GIF 1: Max pooling illustration.

As we can see from the GIF illustration, the filter size f and the stride s are the hyperparameters of max pooling because we start from the upper left 2 by 2 filter (indigo colored filter) and we get a value of 9. Then, we step over by 2 steps to look at the upper right filter (light blue filter), to get 2 (since 2 is the max value in that light blue region), and then for the next row, you step the filter down 2steps to get 6, and then we take 2 steps to the right to get 3.

If you think of the 4 by 4 region as some set of features, the activations in some layer of the neural network, then the large number means that it has maybe detected a particular feature (if the input image is a cat, then a feature could be a cat’s eye, cat’s whisker, cat’s nose etc.). So what the max operation does is say as long as a feature is detected anywhere in one of the colored quadrants, it then remains preserved in the output of max pooling. So, what the max operator does is really to say, if a feature detected anywhere in in filter, then keep a high number. However if a feature is not detected, so maybe that particular feature doesn’t exist in the upper right-hand quadrant (light blue region) then the max of those numbers will be small. We saw that the GIF 1 the max of the upper right quadrant is 2 which is much smaller than the upper left quadrant which is 9, so if you’re maybe detecting a particular feature such as a cat’s eye, then it’s likely to be in the upper left quadrant than the upper right quadrant.

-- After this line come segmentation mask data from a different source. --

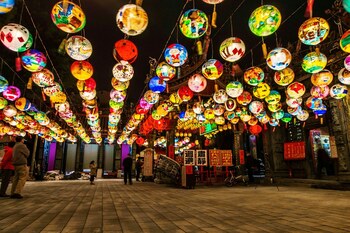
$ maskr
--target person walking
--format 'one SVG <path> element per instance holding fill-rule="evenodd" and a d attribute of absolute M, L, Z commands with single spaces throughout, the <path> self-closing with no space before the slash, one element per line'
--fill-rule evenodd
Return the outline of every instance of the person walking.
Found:
<path fill-rule="evenodd" d="M 1 169 L 1 189 L 0 189 L 0 197 L 9 197 L 10 195 L 6 194 L 7 187 L 10 183 L 11 176 L 13 176 L 13 171 L 15 167 L 12 165 L 12 153 L 13 146 L 15 142 L 9 142 L 7 146 L 5 146 L 5 154 L 2 157 L 0 163 Z"/>
<path fill-rule="evenodd" d="M 132 158 L 131 158 L 131 154 L 128 154 L 128 156 L 123 160 L 123 167 L 124 167 L 124 184 L 127 183 L 128 178 L 129 178 L 129 184 L 132 184 L 132 179 L 131 179 Z"/>
<path fill-rule="evenodd" d="M 137 159 L 135 167 L 136 167 L 136 181 L 140 181 L 140 174 L 142 169 L 142 162 L 140 159 Z"/>
<path fill-rule="evenodd" d="M 92 160 L 89 164 L 89 168 L 90 168 L 90 184 L 94 185 L 94 180 L 97 174 L 97 166 L 95 164 L 95 161 Z"/>
<path fill-rule="evenodd" d="M 23 187 L 27 181 L 27 158 L 30 154 L 29 149 L 24 144 L 24 138 L 16 137 L 16 144 L 13 147 L 12 164 L 15 167 L 15 176 L 11 188 L 11 198 L 21 199 Z"/>

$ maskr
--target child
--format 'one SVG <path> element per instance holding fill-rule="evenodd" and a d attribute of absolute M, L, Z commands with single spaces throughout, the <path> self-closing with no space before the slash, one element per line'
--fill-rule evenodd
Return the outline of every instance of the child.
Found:
<path fill-rule="evenodd" d="M 95 180 L 95 176 L 97 174 L 97 166 L 95 164 L 95 161 L 92 160 L 90 162 L 90 165 L 89 165 L 89 168 L 90 168 L 90 184 L 91 185 L 94 185 L 94 180 Z"/>

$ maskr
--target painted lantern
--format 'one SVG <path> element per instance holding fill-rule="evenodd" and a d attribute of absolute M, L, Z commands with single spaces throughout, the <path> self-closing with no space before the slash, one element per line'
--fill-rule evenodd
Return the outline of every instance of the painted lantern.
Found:
<path fill-rule="evenodd" d="M 264 110 L 264 104 L 260 101 L 252 101 L 249 104 L 249 111 L 254 115 L 258 115 L 262 110 Z"/>
<path fill-rule="evenodd" d="M 267 83 L 259 83 L 253 89 L 253 95 L 258 99 L 264 99 L 270 94 L 270 86 Z"/>
<path fill-rule="evenodd" d="M 339 82 L 345 85 L 350 85 L 350 71 L 343 68 L 338 73 Z"/>
<path fill-rule="evenodd" d="M 94 68 L 87 61 L 75 61 L 70 66 L 70 72 L 78 80 L 86 80 L 94 73 Z"/>
<path fill-rule="evenodd" d="M 149 80 L 148 87 L 155 93 L 162 93 L 166 89 L 166 82 L 161 80 L 158 76 L 154 76 Z"/>
<path fill-rule="evenodd" d="M 322 99 L 318 99 L 313 96 L 310 96 L 305 101 L 305 106 L 310 109 L 317 109 L 317 108 L 320 108 L 322 105 L 323 105 Z"/>
<path fill-rule="evenodd" d="M 4 109 L 7 106 L 7 104 L 7 99 L 5 99 L 4 97 L 0 97 L 0 109 Z"/>
<path fill-rule="evenodd" d="M 318 73 L 327 65 L 327 57 L 323 53 L 311 52 L 305 55 L 301 67 L 305 72 Z"/>
<path fill-rule="evenodd" d="M 232 98 L 228 98 L 225 102 L 225 108 L 227 111 L 235 110 L 236 106 L 237 106 L 236 100 Z"/>
<path fill-rule="evenodd" d="M 36 49 L 29 49 L 22 54 L 21 63 L 26 70 L 37 72 L 46 66 L 46 57 Z"/>
<path fill-rule="evenodd" d="M 342 84 L 335 84 L 331 87 L 330 95 L 334 99 L 342 99 L 348 94 L 348 88 Z M 6 98 L 6 97 L 5 97 Z"/>
<path fill-rule="evenodd" d="M 18 87 L 8 86 L 6 90 L 2 92 L 2 95 L 9 101 L 15 101 L 21 96 L 21 91 Z"/>
<path fill-rule="evenodd" d="M 305 86 L 302 83 L 294 82 L 287 87 L 287 94 L 291 98 L 299 98 L 305 94 Z"/>
<path fill-rule="evenodd" d="M 112 89 L 109 93 L 109 96 L 111 97 L 111 99 L 117 102 L 121 102 L 124 101 L 126 98 L 126 91 L 117 91 L 115 89 Z"/>
<path fill-rule="evenodd" d="M 156 104 L 159 101 L 159 94 L 155 93 L 155 92 L 153 92 L 151 90 L 148 90 L 143 95 L 143 98 L 149 104 Z"/>
<path fill-rule="evenodd" d="M 52 22 L 66 33 L 77 33 L 86 24 L 83 10 L 73 2 L 60 1 L 56 3 L 51 11 Z"/>
<path fill-rule="evenodd" d="M 113 57 L 118 62 L 121 60 L 133 63 L 138 56 L 136 45 L 130 40 L 121 39 L 115 42 L 113 49 Z"/>
<path fill-rule="evenodd" d="M 232 98 L 236 98 L 243 93 L 243 85 L 239 81 L 232 81 L 226 85 L 226 93 Z"/>
<path fill-rule="evenodd" d="M 214 93 L 213 99 L 216 103 L 223 104 L 227 101 L 228 96 L 224 89 L 220 89 Z"/>
<path fill-rule="evenodd" d="M 228 62 L 241 59 L 245 53 L 245 44 L 238 37 L 230 37 L 224 40 L 219 48 L 220 56 Z"/>
<path fill-rule="evenodd" d="M 162 61 L 156 68 L 156 75 L 164 81 L 169 81 L 175 77 L 176 69 Z"/>
<path fill-rule="evenodd" d="M 257 86 L 264 80 L 264 71 L 257 66 L 250 67 L 244 72 L 244 81 L 252 86 Z"/>
<path fill-rule="evenodd" d="M 350 53 L 350 30 L 347 30 L 339 40 L 340 48 L 347 53 Z"/>
<path fill-rule="evenodd" d="M 269 52 L 266 58 L 267 65 L 273 70 L 283 70 L 292 61 L 292 54 L 285 48 L 275 48 Z"/>
<path fill-rule="evenodd" d="M 184 36 L 191 39 L 199 38 L 208 29 L 208 17 L 201 10 L 187 10 L 180 18 L 179 27 Z"/>
<path fill-rule="evenodd" d="M 194 103 L 192 109 L 196 114 L 202 114 L 204 112 L 204 106 L 201 102 Z"/>
<path fill-rule="evenodd" d="M 52 86 L 44 87 L 43 91 L 44 91 L 45 95 L 51 97 L 51 96 L 57 94 L 58 92 L 61 92 L 62 87 L 59 83 L 54 82 L 54 84 Z"/>
<path fill-rule="evenodd" d="M 134 76 L 134 68 L 127 61 L 115 64 L 112 70 L 113 76 L 121 82 L 126 82 Z"/>
<path fill-rule="evenodd" d="M 279 10 L 271 5 L 263 5 L 253 11 L 248 20 L 250 30 L 257 36 L 273 34 L 282 21 Z"/>
<path fill-rule="evenodd" d="M 24 98 L 24 97 L 21 97 L 21 98 L 18 98 L 15 102 L 15 106 L 18 110 L 20 111 L 27 111 L 30 109 L 31 107 L 31 103 L 28 99 Z"/>
<path fill-rule="evenodd" d="M 298 37 L 306 45 L 318 45 L 324 41 L 329 33 L 327 20 L 314 17 L 306 20 L 298 31 Z"/>
<path fill-rule="evenodd" d="M 216 116 L 221 116 L 225 112 L 225 106 L 221 104 L 215 104 L 213 110 Z"/>
<path fill-rule="evenodd" d="M 194 74 L 188 79 L 188 87 L 193 92 L 201 92 L 207 87 L 207 80 L 200 74 Z"/>
<path fill-rule="evenodd" d="M 344 67 L 345 69 L 350 71 L 350 55 L 348 55 L 345 59 L 344 59 Z"/>
<path fill-rule="evenodd" d="M 288 113 L 288 112 L 285 112 L 284 113 L 284 116 L 281 118 L 281 121 L 283 121 L 284 123 L 288 123 L 292 120 L 293 116 Z"/>
<path fill-rule="evenodd" d="M 188 86 L 182 86 L 177 90 L 177 94 L 184 102 L 190 101 L 193 97 L 193 91 Z"/>
<path fill-rule="evenodd" d="M 117 91 L 124 91 L 128 89 L 130 82 L 129 81 L 122 82 L 116 79 L 115 77 L 113 77 L 111 80 L 111 84 L 112 84 L 112 87 Z"/>
<path fill-rule="evenodd" d="M 15 0 L 2 0 L 0 2 L 0 14 L 6 14 L 10 12 L 15 5 Z"/>
<path fill-rule="evenodd" d="M 265 101 L 267 104 L 277 104 L 281 101 L 281 94 L 276 90 L 272 90 L 270 94 L 266 96 Z"/>
<path fill-rule="evenodd" d="M 0 40 L 14 52 L 24 52 L 33 44 L 32 34 L 20 24 L 9 23 L 0 30 Z"/>
<path fill-rule="evenodd" d="M 137 36 L 144 32 L 148 25 L 146 11 L 135 4 L 122 6 L 116 16 L 118 28 L 129 36 Z"/>
<path fill-rule="evenodd" d="M 272 115 L 272 117 L 273 117 L 274 119 L 279 120 L 279 119 L 283 118 L 283 116 L 284 116 L 284 111 L 283 111 L 282 109 L 280 109 L 280 110 L 278 110 L 278 111 L 276 111 L 276 112 L 273 112 L 271 115 Z"/>
<path fill-rule="evenodd" d="M 77 88 L 79 91 L 93 91 L 96 89 L 96 81 L 93 78 L 79 80 L 77 82 Z"/>
<path fill-rule="evenodd" d="M 274 81 L 280 86 L 288 86 L 294 80 L 294 71 L 291 68 L 285 68 L 275 72 Z"/>
<path fill-rule="evenodd" d="M 318 99 L 324 99 L 329 95 L 328 86 L 313 86 L 310 90 L 310 94 Z"/>
<path fill-rule="evenodd" d="M 179 67 L 187 61 L 188 52 L 181 44 L 171 44 L 165 49 L 164 58 L 169 65 Z"/>
<path fill-rule="evenodd" d="M 0 75 L 0 93 L 5 91 L 9 85 L 9 82 L 6 78 Z"/>
<path fill-rule="evenodd" d="M 311 75 L 311 83 L 315 86 L 329 85 L 333 81 L 333 74 L 329 70 L 322 70 Z"/>
<path fill-rule="evenodd" d="M 74 60 L 83 61 L 91 56 L 92 45 L 83 36 L 71 36 L 66 41 L 66 52 Z"/>
<path fill-rule="evenodd" d="M 248 105 L 252 102 L 252 95 L 248 91 L 243 91 L 240 96 L 237 97 L 237 102 L 241 105 Z"/>
<path fill-rule="evenodd" d="M 48 87 L 54 85 L 55 76 L 50 70 L 44 68 L 39 72 L 33 73 L 32 80 L 39 87 Z"/>
<path fill-rule="evenodd" d="M 309 119 L 309 112 L 306 110 L 302 110 L 301 113 L 297 115 L 299 121 L 306 121 Z"/>
<path fill-rule="evenodd" d="M 303 98 L 301 98 L 301 97 L 298 97 L 298 98 L 287 97 L 287 99 L 286 99 L 286 104 L 292 108 L 298 107 L 299 105 L 302 104 L 302 102 L 303 102 Z"/>
<path fill-rule="evenodd" d="M 209 80 L 215 80 L 221 77 L 224 72 L 224 66 L 219 60 L 209 59 L 202 66 L 202 74 Z"/>

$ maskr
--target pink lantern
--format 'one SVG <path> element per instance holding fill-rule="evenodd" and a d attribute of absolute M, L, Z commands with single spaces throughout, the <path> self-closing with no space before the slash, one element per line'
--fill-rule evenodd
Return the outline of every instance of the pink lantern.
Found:
<path fill-rule="evenodd" d="M 287 88 L 287 94 L 292 98 L 299 98 L 305 94 L 305 86 L 302 83 L 294 82 L 290 84 Z"/>
<path fill-rule="evenodd" d="M 252 99 L 253 97 L 248 91 L 243 91 L 243 93 L 237 97 L 237 102 L 242 105 L 248 105 Z"/>
<path fill-rule="evenodd" d="M 192 75 L 188 80 L 188 87 L 194 92 L 201 92 L 207 87 L 207 80 L 200 74 Z"/>
<path fill-rule="evenodd" d="M 180 99 L 184 102 L 190 101 L 193 97 L 193 91 L 188 86 L 182 86 L 177 91 Z"/>
<path fill-rule="evenodd" d="M 8 86 L 7 89 L 2 93 L 5 99 L 9 101 L 15 101 L 21 96 L 21 91 L 18 87 Z"/>
<path fill-rule="evenodd" d="M 329 95 L 328 86 L 313 86 L 311 88 L 310 94 L 318 99 L 324 99 Z"/>
<path fill-rule="evenodd" d="M 140 99 L 140 107 L 143 109 L 150 109 L 152 108 L 153 104 L 149 104 L 143 97 Z"/>

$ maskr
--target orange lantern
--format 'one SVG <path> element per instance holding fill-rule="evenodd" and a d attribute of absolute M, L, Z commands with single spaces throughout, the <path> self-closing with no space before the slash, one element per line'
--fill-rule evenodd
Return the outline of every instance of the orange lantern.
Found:
<path fill-rule="evenodd" d="M 260 125 L 252 125 L 249 127 L 249 132 L 253 135 L 258 135 L 259 133 L 261 133 L 262 128 Z"/>
<path fill-rule="evenodd" d="M 121 39 L 115 42 L 113 49 L 113 57 L 115 60 L 124 60 L 133 63 L 138 55 L 136 45 L 130 40 Z"/>
<path fill-rule="evenodd" d="M 94 68 L 87 61 L 75 61 L 70 67 L 70 72 L 78 80 L 87 80 L 94 73 Z"/>

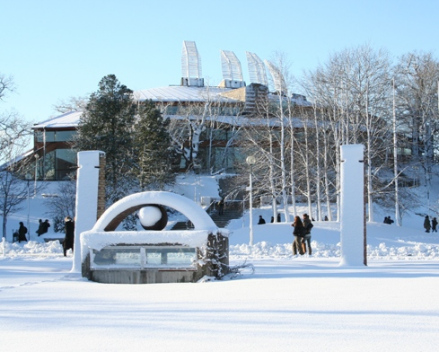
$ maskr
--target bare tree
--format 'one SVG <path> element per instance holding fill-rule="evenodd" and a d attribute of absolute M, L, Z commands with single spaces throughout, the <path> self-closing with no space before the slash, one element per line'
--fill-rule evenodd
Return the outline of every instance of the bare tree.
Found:
<path fill-rule="evenodd" d="M 0 215 L 3 237 L 6 237 L 8 215 L 18 211 L 19 205 L 29 196 L 28 184 L 20 177 L 30 171 L 29 163 L 22 158 L 28 135 L 28 124 L 15 114 L 0 116 Z"/>
<path fill-rule="evenodd" d="M 55 232 L 64 230 L 64 218 L 75 217 L 76 181 L 71 178 L 69 181 L 61 181 L 58 186 L 58 193 L 47 198 L 47 215 L 53 219 Z"/>
<path fill-rule="evenodd" d="M 4 100 L 7 92 L 13 92 L 14 89 L 14 81 L 12 77 L 0 73 L 0 100 Z"/>
<path fill-rule="evenodd" d="M 365 45 L 334 54 L 326 66 L 308 74 L 305 85 L 311 99 L 325 107 L 322 119 L 332 126 L 336 153 L 341 144 L 365 144 L 369 221 L 373 221 L 375 174 L 387 150 L 385 140 L 391 111 L 389 70 L 387 53 Z M 338 174 L 338 166 L 336 170 Z"/>
<path fill-rule="evenodd" d="M 439 134 L 439 62 L 431 53 L 404 55 L 395 67 L 395 81 L 396 115 L 410 131 L 413 166 L 424 171 L 430 203 L 432 164 L 438 148 L 435 137 Z"/>
<path fill-rule="evenodd" d="M 87 97 L 70 97 L 55 104 L 55 111 L 65 114 L 70 111 L 84 111 L 88 104 Z"/>

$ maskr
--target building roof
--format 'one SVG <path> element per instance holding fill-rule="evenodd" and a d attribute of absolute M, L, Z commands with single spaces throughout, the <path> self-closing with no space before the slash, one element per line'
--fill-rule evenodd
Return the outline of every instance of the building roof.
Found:
<path fill-rule="evenodd" d="M 242 96 L 243 95 L 243 96 Z M 222 87 L 194 87 L 194 86 L 168 86 L 161 88 L 150 88 L 135 91 L 133 93 L 135 101 L 148 101 L 153 102 L 167 102 L 167 103 L 197 103 L 205 101 L 215 101 L 222 103 L 238 103 L 245 99 L 245 91 L 242 89 L 233 88 L 222 88 Z M 270 95 L 271 99 L 277 100 L 279 97 L 277 95 Z M 286 99 L 286 98 L 284 98 Z M 291 98 L 293 102 L 301 106 L 311 106 L 311 104 L 306 101 L 306 98 L 302 95 L 293 94 Z M 70 111 L 62 115 L 52 117 L 46 121 L 37 123 L 33 125 L 32 129 L 63 129 L 63 128 L 76 128 L 79 124 L 82 111 Z M 179 119 L 178 116 L 169 116 L 173 119 Z M 236 118 L 233 116 L 221 117 L 225 118 L 229 122 L 234 122 L 237 124 Z M 215 118 L 218 120 L 218 116 Z M 244 120 L 242 121 L 244 122 Z"/>
<path fill-rule="evenodd" d="M 70 111 L 65 114 L 52 117 L 49 120 L 37 123 L 32 126 L 33 129 L 61 129 L 77 127 L 82 111 Z"/>
<path fill-rule="evenodd" d="M 134 92 L 134 100 L 154 102 L 204 102 L 206 100 L 214 100 L 221 102 L 235 102 L 230 97 L 222 96 L 233 90 L 232 88 L 219 87 L 191 87 L 191 86 L 168 86 L 160 88 L 143 89 Z"/>

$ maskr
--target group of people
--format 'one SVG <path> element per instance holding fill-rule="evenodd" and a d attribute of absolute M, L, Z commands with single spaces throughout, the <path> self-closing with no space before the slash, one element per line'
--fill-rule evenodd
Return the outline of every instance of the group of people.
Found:
<path fill-rule="evenodd" d="M 47 220 L 47 219 L 45 221 L 40 219 L 40 220 L 38 220 L 38 222 L 39 222 L 39 225 L 38 225 L 38 230 L 36 231 L 36 233 L 38 236 L 41 236 L 42 234 L 47 232 L 47 230 L 50 227 L 50 223 L 49 223 L 49 220 Z M 22 221 L 20 221 L 18 223 L 18 225 L 19 225 L 18 231 L 16 231 L 14 233 L 14 237 L 17 238 L 18 243 L 21 243 L 22 241 L 27 242 L 27 237 L 26 237 L 26 234 L 28 232 L 27 227 L 24 226 Z M 30 239 L 30 237 L 29 237 L 29 239 Z"/>
<path fill-rule="evenodd" d="M 392 220 L 392 218 L 390 216 L 385 216 L 383 223 L 388 224 L 388 225 L 392 225 L 394 223 L 394 221 Z"/>
<path fill-rule="evenodd" d="M 42 234 L 47 233 L 47 230 L 49 230 L 50 223 L 49 220 L 38 220 L 38 230 L 36 231 L 38 236 L 41 236 Z"/>
<path fill-rule="evenodd" d="M 307 249 L 308 254 L 311 255 L 311 229 L 314 225 L 309 215 L 303 214 L 302 219 L 300 216 L 295 216 L 291 226 L 294 227 L 293 255 L 297 255 L 297 253 L 303 255 L 307 252 Z"/>
<path fill-rule="evenodd" d="M 24 226 L 23 222 L 21 221 L 19 225 L 20 226 L 18 228 L 18 231 L 14 233 L 14 237 L 17 237 L 18 243 L 22 241 L 27 242 L 27 238 L 26 238 L 27 227 Z M 49 220 L 46 219 L 45 221 L 43 221 L 40 219 L 38 230 L 36 231 L 36 233 L 38 234 L 38 236 L 41 236 L 42 234 L 47 232 L 49 227 L 50 227 Z M 75 234 L 75 223 L 70 216 L 67 216 L 64 219 L 64 232 L 65 232 L 65 237 L 62 246 L 63 246 L 64 257 L 66 257 L 67 251 L 69 249 L 73 251 L 74 234 Z"/>
<path fill-rule="evenodd" d="M 277 216 L 277 221 L 280 222 L 280 214 Z M 274 217 L 271 217 L 271 222 L 274 222 Z M 262 215 L 259 215 L 258 225 L 265 224 L 265 219 Z M 309 255 L 312 254 L 311 248 L 311 229 L 313 224 L 308 214 L 303 214 L 302 219 L 300 216 L 294 217 L 294 222 L 291 224 L 294 227 L 293 235 L 293 255 L 303 255 L 308 252 Z"/>
<path fill-rule="evenodd" d="M 424 229 L 425 232 L 430 232 L 430 230 L 431 232 L 437 232 L 437 219 L 433 218 L 430 223 L 430 218 L 426 215 L 424 219 Z"/>

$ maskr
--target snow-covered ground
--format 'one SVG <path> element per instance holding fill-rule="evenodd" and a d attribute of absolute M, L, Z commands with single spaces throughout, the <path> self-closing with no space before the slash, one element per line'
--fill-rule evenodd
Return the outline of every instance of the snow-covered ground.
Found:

I’ll paraphrase what Andrew Ng said: I think the main reason people use max pooling is because it’s been found in a lot of experiments to work well, and the intuition (that a much bigger max number of a particular quadrant corresponds to a feature detected), despite it being often cited, I don’t know of anyone fully knows if that is the real underlying reason.

So far, we’ve seen max pooling on a 2D inputs. If you have a 3D input, then the output will have the same number of channels as the input. For example, if you have a 5 by 5 by 2 input image then the output image will be a 3 by 3 by 2.